Lorsqu’on parle d’argent, l’actualité ne manque jamais et je n’aurai ni la force ni le souhait d’y consacrer mon temps et mon énergie mais l’exception Depardieu mérite quelques instants.
En préalable, je dois dire que je ne connais pas l’homme et n’apprécie pas spécialement l’acteur (certainement une question de génération) mais que je lui reconnait un statut d’icône dans le cinéma Français au même titre qu’un Johnny Halliday dans la musique.
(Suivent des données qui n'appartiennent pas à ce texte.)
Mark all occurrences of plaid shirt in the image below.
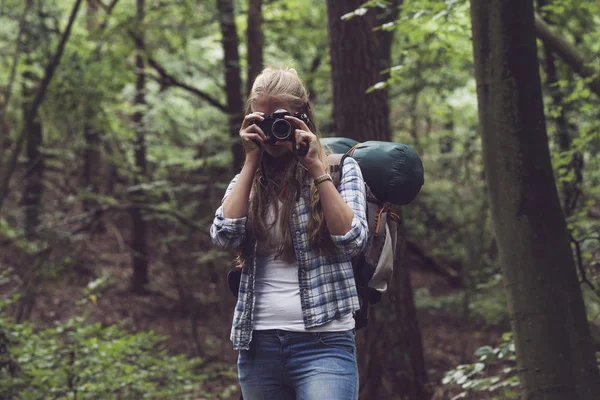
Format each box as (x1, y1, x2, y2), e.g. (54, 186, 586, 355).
(210, 157, 368, 351)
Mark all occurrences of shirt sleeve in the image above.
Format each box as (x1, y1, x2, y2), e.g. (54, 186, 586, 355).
(329, 157, 368, 257)
(210, 174, 248, 249)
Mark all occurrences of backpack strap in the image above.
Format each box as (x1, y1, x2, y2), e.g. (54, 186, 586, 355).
(327, 143, 360, 188)
(328, 153, 344, 188)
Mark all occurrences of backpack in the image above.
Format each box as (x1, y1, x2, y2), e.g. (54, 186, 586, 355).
(325, 139, 424, 329)
(226, 139, 424, 330)
(327, 152, 398, 330)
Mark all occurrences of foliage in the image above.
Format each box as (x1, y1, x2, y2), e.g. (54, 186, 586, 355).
(0, 308, 211, 399)
(442, 332, 520, 400)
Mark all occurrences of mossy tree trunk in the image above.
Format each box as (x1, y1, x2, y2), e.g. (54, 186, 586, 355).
(469, 1, 600, 398)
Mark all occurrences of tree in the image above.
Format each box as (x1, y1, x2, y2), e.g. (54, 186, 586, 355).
(216, 0, 245, 170)
(326, 0, 390, 141)
(130, 0, 149, 293)
(82, 0, 105, 216)
(469, 1, 600, 398)
(246, 0, 263, 96)
(537, 0, 583, 217)
(327, 2, 429, 399)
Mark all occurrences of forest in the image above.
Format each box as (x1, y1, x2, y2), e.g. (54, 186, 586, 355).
(1, 0, 600, 399)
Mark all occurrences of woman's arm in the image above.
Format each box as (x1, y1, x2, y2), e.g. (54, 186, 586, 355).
(312, 158, 368, 256)
(222, 161, 259, 218)
(211, 112, 265, 248)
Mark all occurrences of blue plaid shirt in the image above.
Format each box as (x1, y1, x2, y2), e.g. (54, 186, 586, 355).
(210, 158, 368, 351)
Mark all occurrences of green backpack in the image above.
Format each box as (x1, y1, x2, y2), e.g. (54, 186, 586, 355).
(323, 138, 424, 329)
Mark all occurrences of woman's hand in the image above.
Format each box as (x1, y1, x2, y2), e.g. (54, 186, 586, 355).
(277, 115, 325, 177)
(239, 112, 266, 166)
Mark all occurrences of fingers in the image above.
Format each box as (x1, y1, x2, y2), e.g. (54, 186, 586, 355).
(284, 115, 309, 131)
(244, 123, 266, 141)
(242, 132, 265, 148)
(294, 129, 315, 150)
(241, 112, 264, 130)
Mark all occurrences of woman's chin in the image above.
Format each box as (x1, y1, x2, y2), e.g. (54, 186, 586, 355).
(264, 144, 291, 158)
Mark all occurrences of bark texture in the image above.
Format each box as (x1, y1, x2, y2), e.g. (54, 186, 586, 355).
(217, 0, 245, 170)
(326, 2, 429, 398)
(470, 1, 600, 398)
(246, 0, 263, 96)
(326, 0, 390, 141)
(130, 0, 149, 293)
(83, 0, 104, 213)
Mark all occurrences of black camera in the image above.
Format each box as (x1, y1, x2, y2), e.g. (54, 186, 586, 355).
(257, 109, 310, 145)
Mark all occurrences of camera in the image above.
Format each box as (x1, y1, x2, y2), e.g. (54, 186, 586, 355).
(257, 109, 310, 145)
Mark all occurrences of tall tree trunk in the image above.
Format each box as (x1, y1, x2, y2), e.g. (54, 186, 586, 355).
(326, 0, 390, 141)
(216, 0, 244, 170)
(130, 0, 149, 293)
(22, 71, 43, 241)
(327, 2, 429, 399)
(537, 0, 583, 217)
(469, 1, 600, 399)
(246, 0, 263, 96)
(82, 0, 104, 216)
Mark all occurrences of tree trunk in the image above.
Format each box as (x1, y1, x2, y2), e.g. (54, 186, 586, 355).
(246, 0, 263, 96)
(358, 218, 431, 400)
(537, 0, 583, 217)
(130, 0, 149, 293)
(326, 0, 390, 141)
(469, 1, 600, 399)
(22, 71, 43, 241)
(82, 0, 104, 216)
(327, 2, 429, 398)
(216, 0, 245, 170)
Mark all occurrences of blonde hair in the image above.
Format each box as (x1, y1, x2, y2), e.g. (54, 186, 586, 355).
(242, 67, 331, 262)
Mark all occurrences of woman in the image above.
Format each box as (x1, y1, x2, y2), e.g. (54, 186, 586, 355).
(210, 67, 368, 400)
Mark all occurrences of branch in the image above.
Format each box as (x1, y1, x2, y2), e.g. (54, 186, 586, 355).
(406, 240, 462, 287)
(534, 13, 600, 97)
(97, 0, 121, 31)
(570, 234, 595, 291)
(128, 33, 228, 113)
(0, 0, 83, 216)
(27, 0, 83, 121)
(146, 57, 228, 113)
(0, 203, 210, 247)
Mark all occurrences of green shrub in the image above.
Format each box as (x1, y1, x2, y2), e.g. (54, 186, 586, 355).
(0, 312, 211, 400)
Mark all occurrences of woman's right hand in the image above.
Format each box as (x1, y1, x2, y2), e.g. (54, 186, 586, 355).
(240, 112, 266, 165)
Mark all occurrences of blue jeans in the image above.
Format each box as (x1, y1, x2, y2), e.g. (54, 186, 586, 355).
(237, 329, 358, 400)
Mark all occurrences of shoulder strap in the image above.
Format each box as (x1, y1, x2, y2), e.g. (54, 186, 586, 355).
(328, 153, 344, 187)
(327, 143, 360, 188)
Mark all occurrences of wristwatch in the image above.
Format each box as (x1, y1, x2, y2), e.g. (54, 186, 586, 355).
(314, 173, 332, 186)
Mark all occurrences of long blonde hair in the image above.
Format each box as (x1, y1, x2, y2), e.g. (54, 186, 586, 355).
(242, 67, 331, 262)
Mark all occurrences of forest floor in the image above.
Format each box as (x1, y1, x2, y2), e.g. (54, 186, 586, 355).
(1, 228, 507, 400)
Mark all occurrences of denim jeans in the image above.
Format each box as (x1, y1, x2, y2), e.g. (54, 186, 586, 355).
(237, 329, 358, 400)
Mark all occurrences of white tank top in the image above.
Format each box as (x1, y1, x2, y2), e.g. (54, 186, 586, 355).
(253, 201, 354, 331)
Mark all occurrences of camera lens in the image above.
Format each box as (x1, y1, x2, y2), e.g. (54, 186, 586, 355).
(272, 119, 292, 140)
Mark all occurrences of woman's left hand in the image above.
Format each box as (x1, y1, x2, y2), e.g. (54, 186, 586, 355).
(275, 115, 324, 176)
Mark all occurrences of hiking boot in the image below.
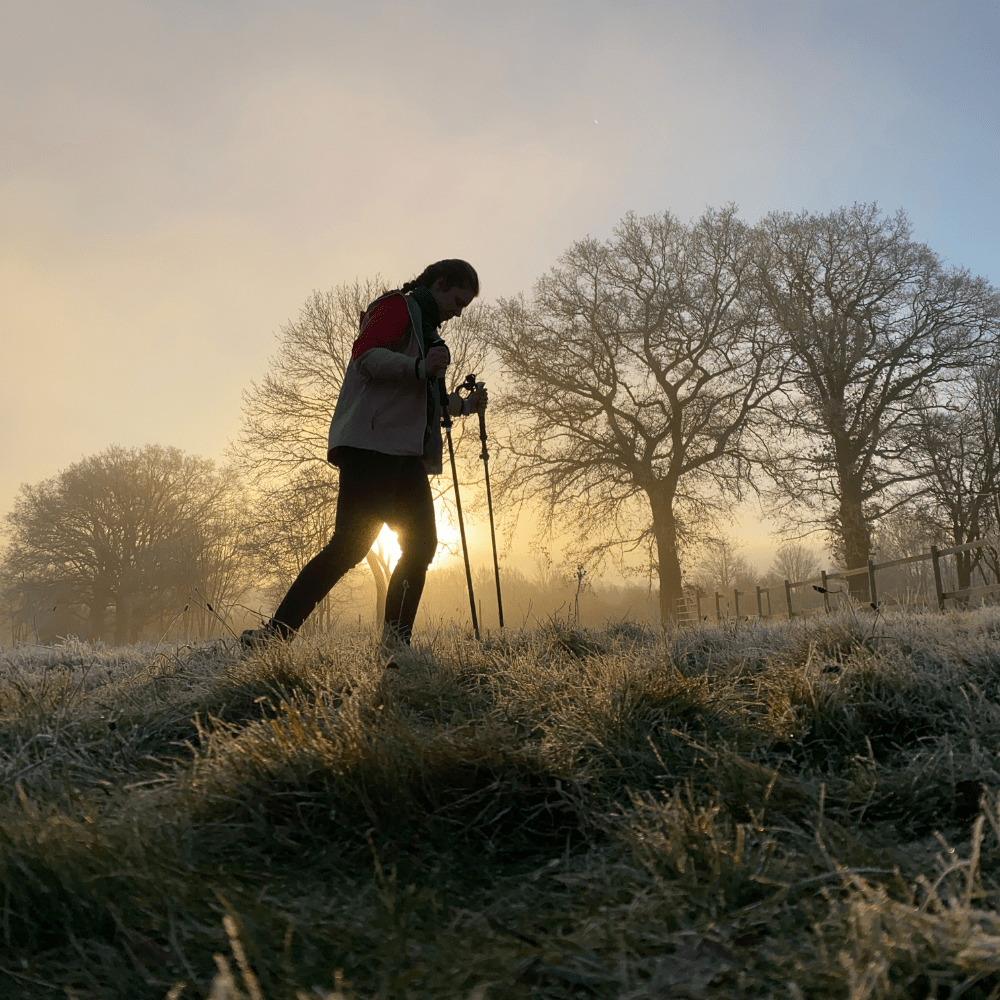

C’est l’un de nos symboles.
Le départ de Depardieu de notre beau pays aurait pu passer inaperçu comme les centaines d’autres qui sont déjà parti mais c’est un peu comme si l’on délocalisait la tour Eiffel à Bruxelles (à ce rythme il n’est pas impossible que cela arrive) et c’est certainement ce qui a fait grand bruit. Le traitement politique avec les “petits mots” n’y sont pas étrangers.
Ceci étant dit sur Esprit Riche vous savez que ce que nous cherchons c’est l’indépendance financière. Autrement dit, nous cherchons à être libre de travailler ou non. Nous cherchons à ce que nos revenus ne dépendent pas de notre force de travail quotidienne. Nos voulons que les revenus de nos actifs soient un rempart qui protège notre famille. Nous construisons le style de vie que l’on souhaite et il ne serait être imposé par quiconque : fini les stupidités comme 42 ans de cotisation avant de pouvoir souffler pour ne prendre que l’exemple symptomatique d’une retraite illusoire.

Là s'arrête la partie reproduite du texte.